Per quanto concerne, invece, la conversione delle patenti di guida rilasciate nel Regno Unito, non sarà più possibile effettuarla una volta che quest’ultima non farà più parte della UE. Si potrà pertanto procedere alla conversione delle patenti di guida rilasciate dalle autorità britanniche solo previo accordo bilaterale che disciplini la materia, tra l’Italia e Regno Unito come nel caso di altri Paesi extracomunitari.

Con l’assenza di una base comune per i trasporti internazionali fra Regno Unito e Unione Europea, stante la mancanza di mutuo riconoscimento a operare per le imprese stabilite nei due mercati e la fine delle operazioni di cabotaggio stradale internazionale regolate dalle norme del Mercato Unico, terminerà insomma anche il mutuo riconoscimento delle qualifiche dei conducenti e della documentazione dei veicoli previsti dal Regno Unito nell’Unione Europea. Sarà quindi molto più difficile organizzare il trasporto stradale tra le isole britanniche e il continente (e la Repubblica d’Irlanda).

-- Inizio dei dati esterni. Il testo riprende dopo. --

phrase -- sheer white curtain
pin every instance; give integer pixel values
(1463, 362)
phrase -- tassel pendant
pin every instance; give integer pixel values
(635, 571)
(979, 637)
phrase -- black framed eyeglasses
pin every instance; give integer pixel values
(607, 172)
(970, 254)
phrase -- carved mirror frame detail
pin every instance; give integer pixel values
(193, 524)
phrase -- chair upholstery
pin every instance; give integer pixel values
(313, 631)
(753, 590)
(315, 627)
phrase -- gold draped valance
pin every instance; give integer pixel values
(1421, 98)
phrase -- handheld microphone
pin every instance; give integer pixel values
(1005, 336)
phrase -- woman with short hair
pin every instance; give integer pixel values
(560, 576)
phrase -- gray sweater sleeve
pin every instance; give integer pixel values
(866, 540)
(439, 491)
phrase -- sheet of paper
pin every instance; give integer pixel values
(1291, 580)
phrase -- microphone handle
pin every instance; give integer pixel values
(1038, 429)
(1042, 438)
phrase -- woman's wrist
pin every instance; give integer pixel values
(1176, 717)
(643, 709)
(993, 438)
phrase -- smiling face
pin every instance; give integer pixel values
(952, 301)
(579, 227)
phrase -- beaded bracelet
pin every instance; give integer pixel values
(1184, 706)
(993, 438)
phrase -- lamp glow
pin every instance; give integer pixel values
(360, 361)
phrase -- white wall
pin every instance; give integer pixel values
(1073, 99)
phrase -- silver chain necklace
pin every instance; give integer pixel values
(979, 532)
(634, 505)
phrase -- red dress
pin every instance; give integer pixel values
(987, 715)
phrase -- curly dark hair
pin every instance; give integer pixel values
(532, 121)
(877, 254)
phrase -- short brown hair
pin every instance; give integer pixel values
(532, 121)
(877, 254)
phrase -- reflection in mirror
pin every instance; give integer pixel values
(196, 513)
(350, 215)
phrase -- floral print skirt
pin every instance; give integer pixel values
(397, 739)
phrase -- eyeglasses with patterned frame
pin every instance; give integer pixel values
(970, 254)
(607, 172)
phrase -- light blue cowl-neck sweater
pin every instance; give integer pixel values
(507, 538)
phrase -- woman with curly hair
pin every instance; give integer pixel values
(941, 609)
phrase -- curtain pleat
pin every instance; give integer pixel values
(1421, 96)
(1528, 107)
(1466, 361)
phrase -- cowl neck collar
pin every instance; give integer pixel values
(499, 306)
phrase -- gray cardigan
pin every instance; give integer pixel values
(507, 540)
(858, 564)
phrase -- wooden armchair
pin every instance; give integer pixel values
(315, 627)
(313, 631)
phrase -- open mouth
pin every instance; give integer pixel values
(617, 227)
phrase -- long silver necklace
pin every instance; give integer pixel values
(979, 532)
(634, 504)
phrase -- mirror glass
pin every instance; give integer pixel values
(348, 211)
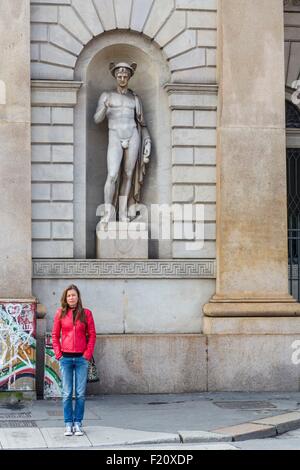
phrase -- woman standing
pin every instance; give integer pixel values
(73, 338)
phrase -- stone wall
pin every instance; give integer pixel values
(292, 41)
(185, 33)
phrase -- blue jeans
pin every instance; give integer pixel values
(70, 367)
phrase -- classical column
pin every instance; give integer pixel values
(15, 207)
(252, 264)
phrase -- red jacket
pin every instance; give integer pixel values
(77, 338)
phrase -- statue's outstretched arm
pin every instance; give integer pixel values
(101, 108)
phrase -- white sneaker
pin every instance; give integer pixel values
(68, 431)
(77, 430)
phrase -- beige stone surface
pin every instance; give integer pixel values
(122, 240)
(245, 431)
(15, 237)
(151, 363)
(253, 363)
(252, 74)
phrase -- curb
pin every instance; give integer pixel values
(262, 428)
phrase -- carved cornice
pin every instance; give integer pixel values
(137, 269)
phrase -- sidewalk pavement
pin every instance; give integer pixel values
(181, 419)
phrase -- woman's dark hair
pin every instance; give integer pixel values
(80, 314)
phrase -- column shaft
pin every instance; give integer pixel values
(15, 172)
(252, 272)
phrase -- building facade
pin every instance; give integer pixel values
(216, 78)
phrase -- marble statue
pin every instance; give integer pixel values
(129, 144)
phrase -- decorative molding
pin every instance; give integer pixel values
(106, 269)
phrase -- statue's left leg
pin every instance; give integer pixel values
(130, 158)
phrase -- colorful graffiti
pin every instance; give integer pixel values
(17, 346)
(52, 379)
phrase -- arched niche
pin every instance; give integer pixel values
(91, 139)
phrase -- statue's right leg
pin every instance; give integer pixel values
(114, 158)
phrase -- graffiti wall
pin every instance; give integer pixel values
(52, 380)
(17, 346)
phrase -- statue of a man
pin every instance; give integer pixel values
(129, 145)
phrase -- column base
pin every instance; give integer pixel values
(285, 306)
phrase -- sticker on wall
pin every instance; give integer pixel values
(52, 378)
(17, 346)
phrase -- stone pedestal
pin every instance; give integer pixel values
(122, 240)
(252, 262)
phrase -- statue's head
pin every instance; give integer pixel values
(122, 72)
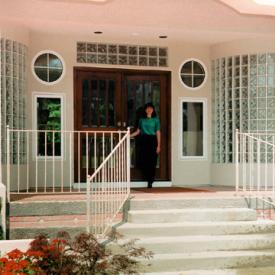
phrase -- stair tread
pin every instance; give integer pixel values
(199, 210)
(207, 238)
(214, 254)
(198, 224)
(268, 270)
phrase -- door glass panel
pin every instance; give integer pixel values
(98, 103)
(94, 103)
(49, 118)
(131, 104)
(139, 93)
(111, 103)
(192, 129)
(102, 103)
(85, 103)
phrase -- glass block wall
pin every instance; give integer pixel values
(13, 89)
(243, 97)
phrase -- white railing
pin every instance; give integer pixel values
(49, 161)
(255, 162)
(109, 188)
(3, 222)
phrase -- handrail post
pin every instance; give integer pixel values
(128, 160)
(8, 163)
(237, 160)
(3, 209)
(88, 204)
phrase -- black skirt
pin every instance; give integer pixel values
(148, 156)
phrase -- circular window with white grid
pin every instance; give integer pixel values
(48, 67)
(193, 74)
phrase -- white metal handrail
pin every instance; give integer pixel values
(3, 209)
(255, 162)
(53, 161)
(108, 188)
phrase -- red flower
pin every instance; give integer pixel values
(15, 254)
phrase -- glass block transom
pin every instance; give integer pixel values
(243, 97)
(120, 54)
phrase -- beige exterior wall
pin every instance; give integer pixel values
(15, 32)
(184, 173)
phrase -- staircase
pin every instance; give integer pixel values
(47, 214)
(201, 236)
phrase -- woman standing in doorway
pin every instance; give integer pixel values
(149, 129)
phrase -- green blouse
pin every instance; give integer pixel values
(149, 126)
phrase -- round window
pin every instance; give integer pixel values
(193, 74)
(48, 67)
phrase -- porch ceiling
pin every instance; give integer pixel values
(202, 21)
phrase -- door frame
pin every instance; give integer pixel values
(130, 72)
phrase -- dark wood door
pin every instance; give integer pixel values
(107, 99)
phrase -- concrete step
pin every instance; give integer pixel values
(191, 214)
(200, 243)
(29, 227)
(268, 270)
(177, 203)
(134, 230)
(47, 208)
(179, 262)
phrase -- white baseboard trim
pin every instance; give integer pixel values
(140, 184)
(134, 184)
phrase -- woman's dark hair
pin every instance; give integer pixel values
(149, 104)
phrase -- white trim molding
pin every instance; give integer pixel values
(204, 104)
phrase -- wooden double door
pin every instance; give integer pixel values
(114, 99)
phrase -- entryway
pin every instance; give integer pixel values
(113, 99)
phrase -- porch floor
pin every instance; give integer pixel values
(154, 193)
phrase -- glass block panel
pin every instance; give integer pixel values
(122, 60)
(91, 48)
(102, 59)
(271, 80)
(163, 62)
(262, 58)
(261, 70)
(102, 48)
(81, 47)
(133, 50)
(253, 60)
(271, 58)
(153, 51)
(112, 59)
(91, 58)
(163, 52)
(142, 61)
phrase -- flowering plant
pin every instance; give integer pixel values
(83, 255)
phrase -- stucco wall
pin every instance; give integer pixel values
(183, 172)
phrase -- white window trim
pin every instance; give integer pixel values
(204, 102)
(35, 96)
(205, 70)
(42, 81)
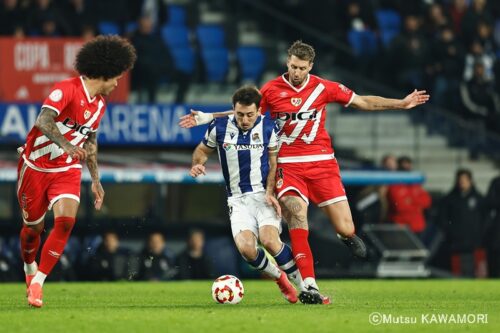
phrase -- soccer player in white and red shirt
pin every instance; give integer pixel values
(307, 169)
(49, 170)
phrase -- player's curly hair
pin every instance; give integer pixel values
(247, 95)
(105, 57)
(302, 51)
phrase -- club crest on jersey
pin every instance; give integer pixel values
(56, 95)
(296, 101)
(255, 137)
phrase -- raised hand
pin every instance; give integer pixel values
(271, 201)
(98, 192)
(197, 170)
(416, 98)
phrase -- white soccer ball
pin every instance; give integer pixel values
(227, 289)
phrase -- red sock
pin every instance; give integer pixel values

Ma tutto ciò – lo ripetiamo – vale nel caso di mancanza di un accordo. Se invece l’accordo si trovasse la situazione sarebbe un po’ più gestibile, ma gli ostacoli non mancherebbero, come per esempio la gestione dei dati sensibili e della privacy, l’applicazione di dazi doganali, l’inclusione di nuove direttive sulla gestione delle spedizioni ed eventuali nuove tipologie di controlli alle frontiere.

Non resta perciò che attendere gli eventi per cercare di districare l’ingarbugliatissima matassa della Brexit.